Almost two weeks ago, he killed someone.
It was definitely time he took a bath.
“I am nothing.”
“You are nothing.”
“I am nothing.”
It was a cycle that started with his mother. She was a rather lovely thing that decided to leave the safety of her parents’ herd and try her luck in a field. They all flocked. She was so beautiful, they said: “Come with me, we’ll live happily ever after—” So clever, “you should join us. You’ll climb our ranks and do so well. You’ll make something of yourself.” But she didn’t want to live in a kingdom. She explained that she wanted a simple life, similar to the one her mother and father had lived. Just like their mother and father before them, and so on. She bade the recruiters farewell and focused on the stallions. She chose his father and in doing so, she chose wrong; he raped more in that first year than he would in the years to follow.
Come the following spring, she produced a son.
He didn’t want sons.
He wanted daughters; you see, in his mind daughters meant more daughters. He could ensure a perfectly pure line and wanted to leave no son alive. If he did, that son might grow up big and strong enough to return and challenge him for his land and his ‘belongings.’ She, for whatever reason, was incapable of producing a female child and so many of their sons—’my brothers’—were murdered each spring.

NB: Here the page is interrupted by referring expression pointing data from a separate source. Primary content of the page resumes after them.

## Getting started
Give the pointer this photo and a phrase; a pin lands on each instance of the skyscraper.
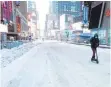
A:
(66, 7)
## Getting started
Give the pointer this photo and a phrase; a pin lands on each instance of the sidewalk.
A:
(100, 46)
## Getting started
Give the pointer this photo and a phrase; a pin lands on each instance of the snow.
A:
(9, 55)
(58, 64)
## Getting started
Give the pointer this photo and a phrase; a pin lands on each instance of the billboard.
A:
(62, 22)
(18, 24)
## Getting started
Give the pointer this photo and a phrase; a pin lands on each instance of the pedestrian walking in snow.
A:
(94, 44)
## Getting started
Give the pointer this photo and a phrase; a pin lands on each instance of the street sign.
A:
(85, 15)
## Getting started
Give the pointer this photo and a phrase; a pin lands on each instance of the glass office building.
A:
(66, 7)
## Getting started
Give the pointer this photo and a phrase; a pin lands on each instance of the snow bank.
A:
(9, 55)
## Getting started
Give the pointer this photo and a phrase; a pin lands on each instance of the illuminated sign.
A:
(18, 24)
(17, 3)
(107, 13)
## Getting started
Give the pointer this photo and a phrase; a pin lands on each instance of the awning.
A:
(3, 28)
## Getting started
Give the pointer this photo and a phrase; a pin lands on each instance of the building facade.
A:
(66, 7)
(103, 28)
(33, 16)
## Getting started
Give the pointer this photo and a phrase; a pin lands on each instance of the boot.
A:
(93, 58)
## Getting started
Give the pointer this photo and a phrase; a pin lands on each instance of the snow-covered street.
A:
(58, 64)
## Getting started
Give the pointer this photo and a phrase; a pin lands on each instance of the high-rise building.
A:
(66, 7)
(100, 22)
(33, 20)
(20, 19)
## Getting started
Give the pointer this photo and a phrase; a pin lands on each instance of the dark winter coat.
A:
(94, 42)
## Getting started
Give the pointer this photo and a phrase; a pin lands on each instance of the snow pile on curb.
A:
(9, 55)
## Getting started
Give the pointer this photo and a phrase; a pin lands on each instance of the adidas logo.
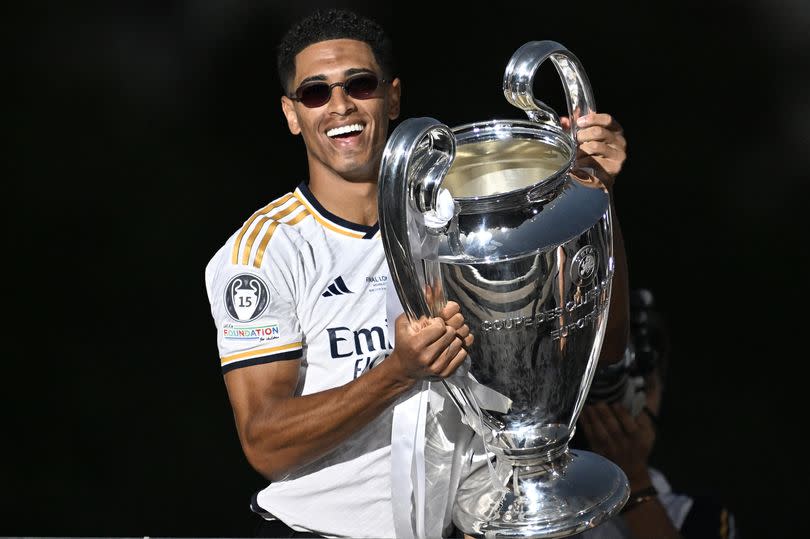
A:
(337, 288)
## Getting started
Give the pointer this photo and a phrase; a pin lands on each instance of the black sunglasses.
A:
(318, 93)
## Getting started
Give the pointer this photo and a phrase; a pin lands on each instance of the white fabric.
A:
(320, 283)
(677, 507)
(445, 208)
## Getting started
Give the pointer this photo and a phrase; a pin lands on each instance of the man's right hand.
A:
(429, 348)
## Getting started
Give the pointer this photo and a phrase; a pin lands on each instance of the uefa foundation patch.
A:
(269, 332)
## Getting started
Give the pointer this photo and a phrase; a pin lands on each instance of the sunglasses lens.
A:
(361, 86)
(314, 95)
(318, 93)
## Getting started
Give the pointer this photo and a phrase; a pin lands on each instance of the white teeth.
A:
(344, 129)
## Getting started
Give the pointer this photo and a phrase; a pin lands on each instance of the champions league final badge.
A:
(246, 297)
(583, 266)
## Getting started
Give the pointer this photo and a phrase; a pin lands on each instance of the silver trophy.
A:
(495, 216)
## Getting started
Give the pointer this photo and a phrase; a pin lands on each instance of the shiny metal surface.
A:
(528, 256)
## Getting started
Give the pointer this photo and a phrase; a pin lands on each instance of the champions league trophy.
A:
(495, 216)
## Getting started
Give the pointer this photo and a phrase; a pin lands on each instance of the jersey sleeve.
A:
(254, 309)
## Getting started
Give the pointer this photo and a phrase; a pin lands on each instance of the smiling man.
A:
(298, 295)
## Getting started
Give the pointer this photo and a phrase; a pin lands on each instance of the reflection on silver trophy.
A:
(495, 216)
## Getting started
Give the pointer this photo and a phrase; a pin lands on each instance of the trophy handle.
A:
(417, 156)
(519, 78)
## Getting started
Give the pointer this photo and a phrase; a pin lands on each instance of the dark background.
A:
(142, 134)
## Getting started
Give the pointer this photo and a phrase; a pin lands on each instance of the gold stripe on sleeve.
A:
(326, 223)
(263, 245)
(267, 209)
(255, 233)
(258, 353)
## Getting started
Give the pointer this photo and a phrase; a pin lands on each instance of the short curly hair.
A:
(332, 24)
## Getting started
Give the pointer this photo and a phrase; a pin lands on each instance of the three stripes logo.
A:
(337, 288)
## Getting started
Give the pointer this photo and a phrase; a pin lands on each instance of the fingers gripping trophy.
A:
(495, 216)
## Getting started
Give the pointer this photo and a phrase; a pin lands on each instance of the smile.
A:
(345, 130)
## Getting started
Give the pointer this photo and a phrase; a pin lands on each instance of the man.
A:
(298, 297)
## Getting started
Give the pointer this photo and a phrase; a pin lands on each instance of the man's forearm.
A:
(287, 432)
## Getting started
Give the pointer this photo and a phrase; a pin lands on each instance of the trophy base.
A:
(566, 496)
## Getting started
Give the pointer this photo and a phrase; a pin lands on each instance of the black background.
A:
(142, 134)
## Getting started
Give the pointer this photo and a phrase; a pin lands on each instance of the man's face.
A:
(353, 153)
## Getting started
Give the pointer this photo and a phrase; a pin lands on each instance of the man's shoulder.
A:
(275, 227)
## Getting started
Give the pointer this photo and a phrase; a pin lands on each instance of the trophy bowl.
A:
(496, 217)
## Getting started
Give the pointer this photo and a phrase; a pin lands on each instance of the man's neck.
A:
(354, 201)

He was never able to secure another mare and both of them grew very old.
She got sick.
Soma was her last.
She died shortly after his birth.
He didn’t kill Soma.
Although, as Soma got older, there was many a time when he wished he had.

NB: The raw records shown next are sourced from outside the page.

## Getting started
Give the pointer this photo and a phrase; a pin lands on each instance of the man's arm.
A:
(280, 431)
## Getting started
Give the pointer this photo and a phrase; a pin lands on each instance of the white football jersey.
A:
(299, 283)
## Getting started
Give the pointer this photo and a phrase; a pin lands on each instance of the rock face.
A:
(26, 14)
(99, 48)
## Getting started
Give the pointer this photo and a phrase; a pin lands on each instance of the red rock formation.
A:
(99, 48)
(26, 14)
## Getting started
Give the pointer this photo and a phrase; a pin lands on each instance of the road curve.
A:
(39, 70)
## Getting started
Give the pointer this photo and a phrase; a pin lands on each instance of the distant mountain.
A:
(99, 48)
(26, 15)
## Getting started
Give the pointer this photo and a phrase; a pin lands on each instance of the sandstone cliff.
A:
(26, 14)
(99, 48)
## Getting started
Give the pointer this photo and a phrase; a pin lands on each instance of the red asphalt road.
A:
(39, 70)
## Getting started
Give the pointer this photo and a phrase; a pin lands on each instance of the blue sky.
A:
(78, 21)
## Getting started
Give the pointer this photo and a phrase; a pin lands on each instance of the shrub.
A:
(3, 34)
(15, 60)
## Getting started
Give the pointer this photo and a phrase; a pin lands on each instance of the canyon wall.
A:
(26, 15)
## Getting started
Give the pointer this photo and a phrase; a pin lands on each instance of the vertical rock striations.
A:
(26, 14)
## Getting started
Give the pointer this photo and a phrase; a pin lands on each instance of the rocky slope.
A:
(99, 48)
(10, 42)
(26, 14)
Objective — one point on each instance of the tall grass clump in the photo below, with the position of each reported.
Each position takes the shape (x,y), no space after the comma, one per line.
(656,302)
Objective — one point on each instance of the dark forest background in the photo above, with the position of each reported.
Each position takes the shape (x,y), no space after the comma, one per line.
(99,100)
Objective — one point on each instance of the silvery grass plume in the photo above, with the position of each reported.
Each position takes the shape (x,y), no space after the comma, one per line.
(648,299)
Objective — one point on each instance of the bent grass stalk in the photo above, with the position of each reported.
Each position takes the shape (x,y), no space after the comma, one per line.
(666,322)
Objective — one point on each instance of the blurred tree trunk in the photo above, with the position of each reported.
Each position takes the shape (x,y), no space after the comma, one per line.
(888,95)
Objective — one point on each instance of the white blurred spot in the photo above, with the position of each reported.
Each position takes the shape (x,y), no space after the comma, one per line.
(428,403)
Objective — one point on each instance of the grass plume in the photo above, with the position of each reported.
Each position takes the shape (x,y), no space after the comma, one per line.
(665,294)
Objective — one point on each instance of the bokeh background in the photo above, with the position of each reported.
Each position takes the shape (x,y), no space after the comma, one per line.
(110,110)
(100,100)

With no mares around, he turned his ‘attention’ to his son and Soma suffered a great deal. There is no reason to share the details, he would take them with him to his grave—but in the end, his father got everything he deserved. He suffered, too, and then Soma left his body at the bottom of a ravine to be covered by ice and snow. He doesn’t regret killing the man. It feels like a giant weight has been lifted off his shoulders, like someone breathing life back into his body; the others will not know what was done to him and he thinks, as he nears Beqanna, that he can almost be normal.
Almost.
“You are nothing.”
“I am nothing.”
“You are nothing.”
“I am nothing.”
The Field isn’t as vast as he imagined it to be, nor as busy and hard to navigate as his father made it seem; there appears to be a general ebb and flow that keeps things running as smooth as a stream and for the first few days, Soma watches. He learns. The first thing he notices is how clean and pretty they are. He must look like a savage by comparison. There is still mud and blood splattered across his spotted coat, his thick black mane is matted down to the roots and falls about his neck in dirty dreads; the flies swarm, nibbling at his skin and picking at the thin gash on his shoulder. Soma comes to a halt and carefully considers the stream not so far from him.

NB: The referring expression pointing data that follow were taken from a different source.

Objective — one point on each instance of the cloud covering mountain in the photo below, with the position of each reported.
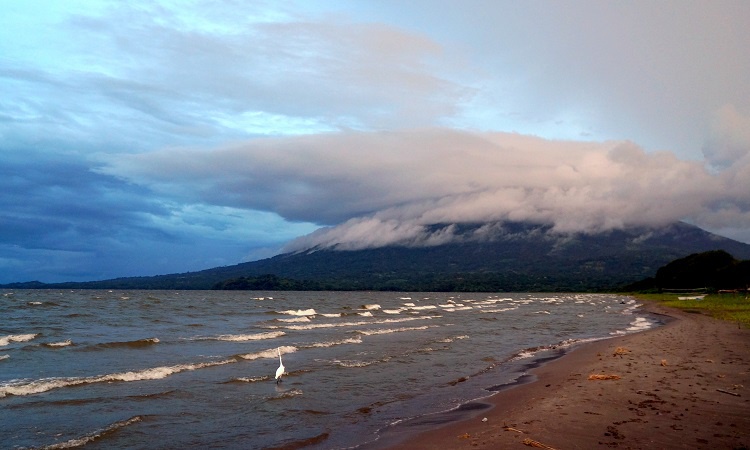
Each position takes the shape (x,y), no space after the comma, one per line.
(384,188)
(148,137)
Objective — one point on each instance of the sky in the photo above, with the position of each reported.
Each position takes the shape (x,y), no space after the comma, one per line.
(151,137)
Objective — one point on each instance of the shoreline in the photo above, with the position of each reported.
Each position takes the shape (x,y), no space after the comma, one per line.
(685,384)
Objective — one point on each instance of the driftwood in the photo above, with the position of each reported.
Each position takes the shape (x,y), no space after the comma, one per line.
(619,351)
(603,377)
(730,393)
(537,444)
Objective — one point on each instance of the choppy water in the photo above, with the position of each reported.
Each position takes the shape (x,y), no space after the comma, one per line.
(166,369)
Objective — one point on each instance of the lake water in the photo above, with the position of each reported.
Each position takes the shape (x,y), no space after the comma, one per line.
(195,369)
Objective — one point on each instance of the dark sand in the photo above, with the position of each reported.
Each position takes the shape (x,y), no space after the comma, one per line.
(668,396)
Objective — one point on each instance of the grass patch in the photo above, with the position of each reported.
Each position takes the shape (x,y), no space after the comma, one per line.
(729,307)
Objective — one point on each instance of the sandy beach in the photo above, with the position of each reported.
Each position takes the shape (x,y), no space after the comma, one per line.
(683,385)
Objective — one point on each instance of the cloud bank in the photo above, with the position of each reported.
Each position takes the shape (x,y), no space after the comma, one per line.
(386,188)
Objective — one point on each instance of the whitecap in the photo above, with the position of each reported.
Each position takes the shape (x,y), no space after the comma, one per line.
(64,343)
(17,338)
(248,337)
(296,319)
(47,384)
(422,308)
(80,442)
(270,353)
(390,330)
(512,308)
(355,340)
(350,324)
(299,312)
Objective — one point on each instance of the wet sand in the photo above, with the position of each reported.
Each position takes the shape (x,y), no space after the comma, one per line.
(683,385)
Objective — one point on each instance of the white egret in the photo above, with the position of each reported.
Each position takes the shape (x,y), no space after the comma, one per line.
(280,370)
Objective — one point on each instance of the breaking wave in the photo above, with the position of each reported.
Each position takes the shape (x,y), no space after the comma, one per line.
(96,435)
(17,338)
(48,384)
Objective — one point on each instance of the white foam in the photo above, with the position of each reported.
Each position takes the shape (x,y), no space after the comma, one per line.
(499,309)
(640,323)
(270,353)
(64,343)
(390,330)
(354,340)
(449,340)
(47,384)
(296,319)
(252,379)
(80,442)
(422,308)
(299,312)
(248,337)
(17,338)
(353,324)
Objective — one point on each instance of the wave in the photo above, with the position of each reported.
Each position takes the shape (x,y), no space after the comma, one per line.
(64,343)
(422,308)
(245,337)
(639,324)
(390,330)
(356,340)
(270,353)
(512,308)
(140,343)
(533,351)
(249,379)
(48,384)
(352,324)
(96,435)
(296,319)
(17,338)
(449,340)
(299,312)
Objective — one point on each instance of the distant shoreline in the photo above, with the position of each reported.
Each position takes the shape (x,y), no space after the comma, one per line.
(681,385)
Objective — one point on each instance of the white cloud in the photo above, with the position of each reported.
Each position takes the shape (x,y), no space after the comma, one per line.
(385,188)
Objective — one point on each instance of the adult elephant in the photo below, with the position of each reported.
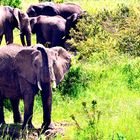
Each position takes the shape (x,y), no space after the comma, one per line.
(11,18)
(25,70)
(51,9)
(52,30)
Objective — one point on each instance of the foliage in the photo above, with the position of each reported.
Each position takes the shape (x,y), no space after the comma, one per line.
(74,82)
(56,1)
(92,118)
(13,3)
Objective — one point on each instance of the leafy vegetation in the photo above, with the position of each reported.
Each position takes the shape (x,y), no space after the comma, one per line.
(100,94)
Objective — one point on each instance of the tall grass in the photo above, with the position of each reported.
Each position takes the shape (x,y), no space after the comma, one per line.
(106,70)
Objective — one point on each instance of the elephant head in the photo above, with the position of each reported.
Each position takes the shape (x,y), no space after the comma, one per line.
(59,63)
(23,23)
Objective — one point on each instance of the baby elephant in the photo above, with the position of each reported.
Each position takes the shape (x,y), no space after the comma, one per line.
(52,30)
(25,70)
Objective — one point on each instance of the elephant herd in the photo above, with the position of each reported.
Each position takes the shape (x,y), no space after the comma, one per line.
(50,22)
(26,70)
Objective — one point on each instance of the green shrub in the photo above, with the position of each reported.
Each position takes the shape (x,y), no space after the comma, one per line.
(92,117)
(75,81)
(129,44)
(13,3)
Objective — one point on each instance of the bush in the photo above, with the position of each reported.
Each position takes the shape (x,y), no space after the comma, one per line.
(92,117)
(13,3)
(75,81)
(129,44)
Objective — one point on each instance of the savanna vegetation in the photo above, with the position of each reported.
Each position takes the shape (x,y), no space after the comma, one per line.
(99,99)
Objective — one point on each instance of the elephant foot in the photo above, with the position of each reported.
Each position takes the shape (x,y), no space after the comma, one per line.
(19,120)
(2,122)
(28,126)
(44,128)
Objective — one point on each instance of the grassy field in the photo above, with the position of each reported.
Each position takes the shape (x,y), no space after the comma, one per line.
(100,97)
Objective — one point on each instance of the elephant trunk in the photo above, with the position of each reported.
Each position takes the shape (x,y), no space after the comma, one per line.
(22,39)
(28,39)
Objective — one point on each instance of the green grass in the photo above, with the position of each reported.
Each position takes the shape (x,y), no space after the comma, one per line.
(113,81)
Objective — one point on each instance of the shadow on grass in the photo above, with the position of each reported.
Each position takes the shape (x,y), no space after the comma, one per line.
(14,131)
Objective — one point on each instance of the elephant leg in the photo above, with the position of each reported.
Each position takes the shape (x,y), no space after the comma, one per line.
(1,38)
(28,110)
(57,39)
(9,36)
(40,39)
(1,112)
(16,112)
(46,95)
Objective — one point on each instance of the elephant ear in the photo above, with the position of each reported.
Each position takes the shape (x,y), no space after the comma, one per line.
(28,62)
(72,20)
(61,63)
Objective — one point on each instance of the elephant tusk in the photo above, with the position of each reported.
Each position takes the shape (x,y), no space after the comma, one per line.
(39,85)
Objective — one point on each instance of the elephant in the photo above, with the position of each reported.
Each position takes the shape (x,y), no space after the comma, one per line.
(52,30)
(51,9)
(26,70)
(14,18)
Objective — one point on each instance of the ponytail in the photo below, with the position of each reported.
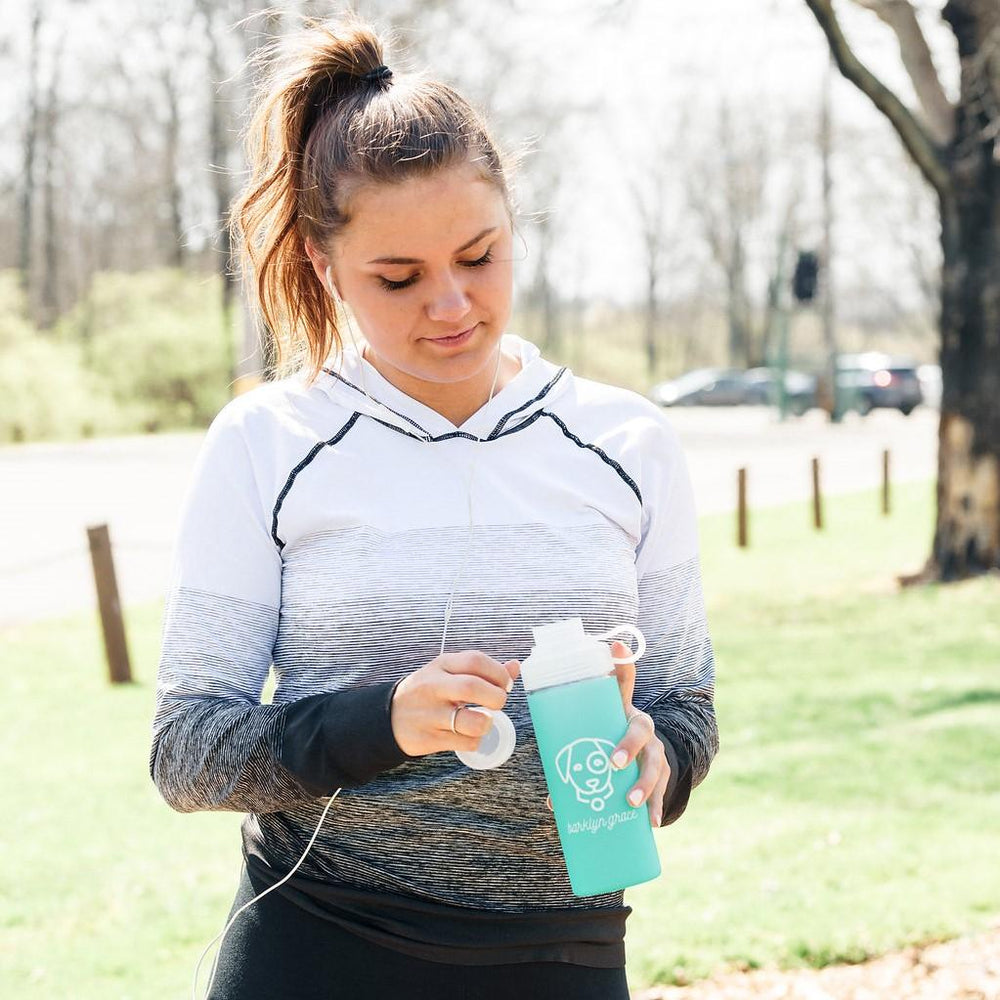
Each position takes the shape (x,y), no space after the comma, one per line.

He could wash off there, if no one else minds. It might, after all, be someone else’s watering hole—it always belongs to someone, doesn’t it? —and again, for the first few days, he just washes. Itchy and stinky, the flies making him miserable. When no one seems to come back to claim the water, he doesn’t hesitate; he rushes in and splashes around, he rolls and grunts and snorts. He washes away all of the blood and the dirt, the aches and the pain from memories he wished he didn’t have and then he lies there. He lets the water rush past him, lets it cleanse him in a way he doesn’t quite understand but it makes him feel relaxed regardless.
Almost two weeks ago, he killed someone.
It was definitely time he took a bath.